The term Kung Fu (功夫) is written in Pinyin as Gong Fu, which is a more accurate and appropriate pronunciation. The term is made up of two characters: the first, Kung (功), can mean skillful work, hard training, or endeavor. The second, Fu (夫), means time spent. Together they mean time spent at skillful work, endeavor or hard training. In no way does this term express the totality of Chinese martial arts, but because training in Chinese martial arts requires a lot of time and hard training, the term somehow came to be used to describe the practice of martial arts.
Wu Shu (武術) is probably a more correct term to apply to Chinese martial arts. Wu means war. Shu means art. So Wu Shu means war art—the art of war. This term is appropriate because the study of traditional Chinese martial arts involves not only the skillful use of kicking and striking, but also wrestling, grappling, weapons training, and strategy in combat.

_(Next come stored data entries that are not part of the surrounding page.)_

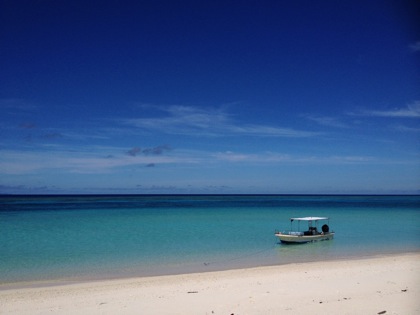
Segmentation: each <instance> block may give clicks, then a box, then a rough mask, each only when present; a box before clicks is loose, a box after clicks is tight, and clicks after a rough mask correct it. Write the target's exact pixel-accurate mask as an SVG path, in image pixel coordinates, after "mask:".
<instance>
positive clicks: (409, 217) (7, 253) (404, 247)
mask: <svg viewBox="0 0 420 315" xmlns="http://www.w3.org/2000/svg"><path fill="white" fill-rule="evenodd" d="M301 216H327V217H330V221H329V226H330V230H334V232H335V233H336V234H335V238H334V240H331V241H324V242H318V243H309V244H304V245H284V244H281V243H279V241H278V239H277V238H276V237H275V236H274V232H275V231H276V230H289V229H290V224H291V223H290V218H291V217H301ZM301 228H302V226H301ZM419 251H420V196H336V195H334V196H321V195H315V196H303V195H302V196H301V195H264V196H261V195H234V196H233V195H203V196H198V195H182V196H180V195H173V196H169V195H135V196H133V195H129V196H121V195H118V196H117V195H108V196H105V195H101V196H87V195H86V196H85V195H83V196H0V284H5V283H17V282H32V281H57V280H62V281H84V280H96V279H108V278H120V277H131V276H149V275H164V274H177V273H189V272H205V271H214V270H224V269H233V268H242V267H256V266H265V265H280V264H288V263H293V262H305V261H322V260H331V259H352V258H357V257H361V256H375V255H384V254H394V253H406V252H419Z"/></svg>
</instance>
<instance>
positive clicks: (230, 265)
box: [0, 250, 420, 292]
mask: <svg viewBox="0 0 420 315" xmlns="http://www.w3.org/2000/svg"><path fill="white" fill-rule="evenodd" d="M410 255H420V251H417V250H413V251H404V252H397V253H396V252H385V253H375V254H367V253H365V254H361V253H359V254H357V255H354V256H337V257H327V258H326V259H324V260H319V259H314V260H303V261H297V262H285V263H278V264H272V263H267V264H259V265H248V264H245V265H244V264H239V265H236V266H235V265H234V266H232V265H227V266H226V265H225V266H217V267H209V268H207V267H201V268H197V267H196V268H194V269H188V268H186V269H182V271H178V272H177V271H171V272H167V273H159V272H156V273H153V272H152V273H146V274H136V273H133V274H127V275H123V276H122V275H107V276H104V275H95V276H80V277H79V276H75V277H71V276H70V277H61V278H51V279H40V280H22V281H7V282H0V292H1V291H3V290H9V289H26V288H43V287H54V286H67V285H74V284H84V283H98V282H108V281H125V280H130V279H147V278H159V277H171V276H187V275H194V274H207V273H218V272H229V271H235V270H249V269H255V268H271V267H274V268H275V267H279V268H281V267H285V266H290V265H301V264H316V263H323V262H340V261H353V260H366V259H367V260H369V259H376V258H385V257H394V256H410ZM419 257H420V256H419ZM188 270H191V271H188Z"/></svg>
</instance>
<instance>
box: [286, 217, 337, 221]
mask: <svg viewBox="0 0 420 315" xmlns="http://www.w3.org/2000/svg"><path fill="white" fill-rule="evenodd" d="M294 220H296V221H318V220H329V218H327V217H304V218H290V221H294Z"/></svg>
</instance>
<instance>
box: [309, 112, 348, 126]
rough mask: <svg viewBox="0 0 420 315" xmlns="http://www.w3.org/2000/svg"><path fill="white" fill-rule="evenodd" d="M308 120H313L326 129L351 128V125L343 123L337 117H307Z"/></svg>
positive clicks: (324, 116) (312, 116)
mask: <svg viewBox="0 0 420 315" xmlns="http://www.w3.org/2000/svg"><path fill="white" fill-rule="evenodd" d="M305 117H306V118H307V119H309V120H312V121H314V122H316V123H317V124H319V125H321V126H326V127H334V128H349V125H348V124H346V123H343V122H342V121H340V120H339V119H338V118H336V117H328V116H311V115H308V116H305Z"/></svg>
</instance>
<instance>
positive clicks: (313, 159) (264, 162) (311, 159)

In mainland China, the term Wu Shu is now used to categorize all aspects of Chinese martial arts. Indeed, Wu Shu is China’s national sport. However, modern Wu Shu, as it is now being taught in China, has lost many of the original functions and martial applications of the traditional styles, and it has become more of a sport and less of a useful martial art.
Many other terms can be used to describe Chinese martial arts: for example, Quan Fa (法拳) – Fist Method, Zhong Guo Quan (中国拳) – Chinese Fist, Quan Shu (拳術) – Fist Art, and Guo Shu (国術) – National Art.
Today, Kung Fu is practiced all over the world by people from many cultures. It is evident that with the current growth of Kung Fu and the efforts to promote it by the mainland government, Chinese martial arts within the next 10 years will rise in popularity well above the other Asian martial arts.